Non faccio in tempo a muovermi tra queste stanze che un suono stridulo e sinistro mi porta a correre lungo le scale per raggiungere il piano "lavoro" dove sono a rischio le stesse mura portanti. Cammino in queste stanze osservando con rabbia le macerie che ogni giorno si accumulano in quantità superiori a quanto io riesca a rimuoverne.
Salgo ancora e per le scale incontro uomini, donne, bambini che guardano fissi nella stessa vuota direzione. Giunto al piano "Sociale" sono frastornato dalle voci delle tante persone che si muovono in tutte le direzioni, da una stanza all'altra, poi si arrestano e prendono una nuova direzione, poi ancora, ancora, senza mai arrestarsi. Mi muovo lento tra quelle stanze che mi appaiono estranee, vuote. Nessuno nota nessuno.

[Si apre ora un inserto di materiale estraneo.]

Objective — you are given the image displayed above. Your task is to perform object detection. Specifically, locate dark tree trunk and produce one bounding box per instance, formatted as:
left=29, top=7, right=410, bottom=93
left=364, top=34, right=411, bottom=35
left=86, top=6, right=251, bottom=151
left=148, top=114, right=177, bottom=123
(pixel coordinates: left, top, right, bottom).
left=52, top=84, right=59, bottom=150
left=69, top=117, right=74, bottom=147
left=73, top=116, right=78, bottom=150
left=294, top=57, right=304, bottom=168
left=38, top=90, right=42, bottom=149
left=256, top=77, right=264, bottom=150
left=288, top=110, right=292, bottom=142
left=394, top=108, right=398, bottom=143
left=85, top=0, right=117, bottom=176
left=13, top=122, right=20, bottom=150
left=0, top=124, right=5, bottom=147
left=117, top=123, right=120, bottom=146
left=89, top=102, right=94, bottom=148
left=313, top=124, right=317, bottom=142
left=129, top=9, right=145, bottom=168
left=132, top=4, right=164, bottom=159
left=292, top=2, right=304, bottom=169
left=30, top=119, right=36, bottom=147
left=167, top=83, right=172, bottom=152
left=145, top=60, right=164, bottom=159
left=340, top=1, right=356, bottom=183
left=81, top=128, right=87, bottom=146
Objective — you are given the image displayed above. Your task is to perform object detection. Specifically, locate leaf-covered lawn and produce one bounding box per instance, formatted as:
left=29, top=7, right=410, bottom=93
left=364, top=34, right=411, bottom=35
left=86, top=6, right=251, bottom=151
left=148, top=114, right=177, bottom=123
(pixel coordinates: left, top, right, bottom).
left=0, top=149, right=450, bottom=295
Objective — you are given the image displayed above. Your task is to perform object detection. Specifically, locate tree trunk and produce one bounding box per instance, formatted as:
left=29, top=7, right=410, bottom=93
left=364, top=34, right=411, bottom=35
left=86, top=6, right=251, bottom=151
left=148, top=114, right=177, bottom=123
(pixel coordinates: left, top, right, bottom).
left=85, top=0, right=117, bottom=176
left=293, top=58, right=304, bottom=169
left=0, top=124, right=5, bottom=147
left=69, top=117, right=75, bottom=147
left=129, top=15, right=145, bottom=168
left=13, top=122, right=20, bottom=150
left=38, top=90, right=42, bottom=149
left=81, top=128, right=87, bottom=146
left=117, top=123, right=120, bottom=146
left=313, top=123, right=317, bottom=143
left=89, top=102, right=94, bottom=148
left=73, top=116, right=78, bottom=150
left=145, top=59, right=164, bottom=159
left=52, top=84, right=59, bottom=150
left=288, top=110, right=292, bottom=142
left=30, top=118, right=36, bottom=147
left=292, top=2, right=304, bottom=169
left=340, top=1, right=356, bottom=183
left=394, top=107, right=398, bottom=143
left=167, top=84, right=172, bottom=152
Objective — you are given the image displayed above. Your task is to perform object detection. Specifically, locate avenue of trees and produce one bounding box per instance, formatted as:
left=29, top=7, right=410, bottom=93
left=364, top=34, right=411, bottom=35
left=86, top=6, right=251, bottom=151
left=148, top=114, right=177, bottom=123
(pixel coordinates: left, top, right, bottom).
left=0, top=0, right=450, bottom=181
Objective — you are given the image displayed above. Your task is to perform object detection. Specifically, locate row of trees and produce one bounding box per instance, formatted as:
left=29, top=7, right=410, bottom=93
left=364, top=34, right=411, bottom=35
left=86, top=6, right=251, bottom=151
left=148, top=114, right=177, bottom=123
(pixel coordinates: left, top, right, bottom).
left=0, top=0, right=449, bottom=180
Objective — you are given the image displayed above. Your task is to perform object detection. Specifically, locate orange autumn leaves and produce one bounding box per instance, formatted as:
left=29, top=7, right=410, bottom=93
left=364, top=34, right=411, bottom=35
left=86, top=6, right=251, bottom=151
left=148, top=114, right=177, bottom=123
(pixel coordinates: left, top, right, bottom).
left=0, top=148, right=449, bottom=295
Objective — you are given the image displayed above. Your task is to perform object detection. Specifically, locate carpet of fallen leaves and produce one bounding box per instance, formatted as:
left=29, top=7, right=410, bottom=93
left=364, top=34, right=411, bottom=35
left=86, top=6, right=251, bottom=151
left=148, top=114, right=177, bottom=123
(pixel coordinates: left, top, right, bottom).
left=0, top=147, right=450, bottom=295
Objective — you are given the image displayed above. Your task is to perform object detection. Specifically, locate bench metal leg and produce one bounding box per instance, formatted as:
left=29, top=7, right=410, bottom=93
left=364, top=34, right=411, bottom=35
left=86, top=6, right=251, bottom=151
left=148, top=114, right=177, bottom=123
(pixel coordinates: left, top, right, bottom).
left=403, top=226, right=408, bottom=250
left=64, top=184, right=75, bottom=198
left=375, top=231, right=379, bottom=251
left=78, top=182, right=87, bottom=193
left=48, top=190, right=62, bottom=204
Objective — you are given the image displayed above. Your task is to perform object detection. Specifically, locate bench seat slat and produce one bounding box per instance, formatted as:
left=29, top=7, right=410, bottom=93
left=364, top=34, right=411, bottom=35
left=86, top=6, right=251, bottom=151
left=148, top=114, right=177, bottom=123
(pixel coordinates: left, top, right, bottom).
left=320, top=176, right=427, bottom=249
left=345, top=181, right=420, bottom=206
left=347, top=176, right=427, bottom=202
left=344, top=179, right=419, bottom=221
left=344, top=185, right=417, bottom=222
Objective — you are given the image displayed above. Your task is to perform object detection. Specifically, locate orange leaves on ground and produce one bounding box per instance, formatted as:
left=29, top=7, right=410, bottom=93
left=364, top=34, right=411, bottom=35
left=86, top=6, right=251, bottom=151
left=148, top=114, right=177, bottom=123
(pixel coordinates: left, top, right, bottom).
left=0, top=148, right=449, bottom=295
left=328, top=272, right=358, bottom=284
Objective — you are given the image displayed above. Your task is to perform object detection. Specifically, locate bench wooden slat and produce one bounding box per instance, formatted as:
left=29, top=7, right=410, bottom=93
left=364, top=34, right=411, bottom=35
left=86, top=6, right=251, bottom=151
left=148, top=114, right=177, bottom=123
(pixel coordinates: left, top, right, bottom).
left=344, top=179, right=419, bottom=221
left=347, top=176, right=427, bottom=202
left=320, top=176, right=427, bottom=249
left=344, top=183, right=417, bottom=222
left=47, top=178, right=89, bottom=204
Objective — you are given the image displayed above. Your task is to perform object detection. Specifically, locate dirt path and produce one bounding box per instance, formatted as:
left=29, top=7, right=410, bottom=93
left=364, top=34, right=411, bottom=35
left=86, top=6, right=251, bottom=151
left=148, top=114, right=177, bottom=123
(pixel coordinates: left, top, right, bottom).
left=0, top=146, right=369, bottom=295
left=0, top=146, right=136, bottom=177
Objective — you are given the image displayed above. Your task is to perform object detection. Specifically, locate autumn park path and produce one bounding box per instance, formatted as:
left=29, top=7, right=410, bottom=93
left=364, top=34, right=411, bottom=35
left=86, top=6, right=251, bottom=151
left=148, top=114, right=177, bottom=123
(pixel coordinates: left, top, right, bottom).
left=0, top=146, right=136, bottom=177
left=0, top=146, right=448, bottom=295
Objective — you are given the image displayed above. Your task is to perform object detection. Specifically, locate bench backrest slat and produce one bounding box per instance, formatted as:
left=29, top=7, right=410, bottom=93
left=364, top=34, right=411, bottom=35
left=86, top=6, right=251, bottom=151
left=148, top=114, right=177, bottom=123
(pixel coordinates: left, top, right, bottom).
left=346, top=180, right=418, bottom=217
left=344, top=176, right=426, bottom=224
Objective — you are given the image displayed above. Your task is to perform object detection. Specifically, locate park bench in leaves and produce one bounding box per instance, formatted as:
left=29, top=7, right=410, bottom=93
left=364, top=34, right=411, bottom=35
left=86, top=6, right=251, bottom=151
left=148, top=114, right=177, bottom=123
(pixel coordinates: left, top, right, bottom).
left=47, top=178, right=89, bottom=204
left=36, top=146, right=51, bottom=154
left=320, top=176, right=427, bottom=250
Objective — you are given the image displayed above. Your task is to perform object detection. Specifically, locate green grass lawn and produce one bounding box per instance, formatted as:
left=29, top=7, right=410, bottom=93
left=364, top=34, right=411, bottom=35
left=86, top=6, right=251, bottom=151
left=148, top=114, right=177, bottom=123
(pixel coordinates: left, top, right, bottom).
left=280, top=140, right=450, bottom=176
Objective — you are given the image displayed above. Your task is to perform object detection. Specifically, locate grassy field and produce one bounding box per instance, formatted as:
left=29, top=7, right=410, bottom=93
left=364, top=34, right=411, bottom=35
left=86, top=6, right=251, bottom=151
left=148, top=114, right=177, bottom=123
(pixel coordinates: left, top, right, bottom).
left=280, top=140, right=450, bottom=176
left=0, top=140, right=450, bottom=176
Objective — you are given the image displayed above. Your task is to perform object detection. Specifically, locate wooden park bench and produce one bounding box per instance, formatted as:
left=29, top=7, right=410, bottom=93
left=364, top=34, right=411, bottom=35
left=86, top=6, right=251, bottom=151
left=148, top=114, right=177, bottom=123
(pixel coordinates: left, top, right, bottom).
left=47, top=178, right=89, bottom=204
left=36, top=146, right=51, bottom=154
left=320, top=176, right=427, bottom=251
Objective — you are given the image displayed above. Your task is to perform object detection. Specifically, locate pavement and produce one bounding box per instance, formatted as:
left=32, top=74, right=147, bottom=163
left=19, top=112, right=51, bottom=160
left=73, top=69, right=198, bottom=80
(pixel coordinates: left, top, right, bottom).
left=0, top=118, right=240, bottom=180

Scappo via.. ancora un piano. Apro una porta e sono sul terrazzo. Non ci sono muri, solo alberi che puntano maestosi verso il cielo. Niente pavimenti, solo terra e erba. Il silenzio delle voci è riempito dal canto delle cicale, dal dialogo di piccoli uccelli e dallo scorrere dell'acqua lungo un ruscello che va verso il mare calmo. La sera sta per arrivare preannunciata dal cambio scena del sole che con lo sfumare lento del cielo in tinte che prima di scurirsi si accendono di oro, lascia la scena alla luna ed alle stelle impazienti. Dormirò qui, è la mia casa.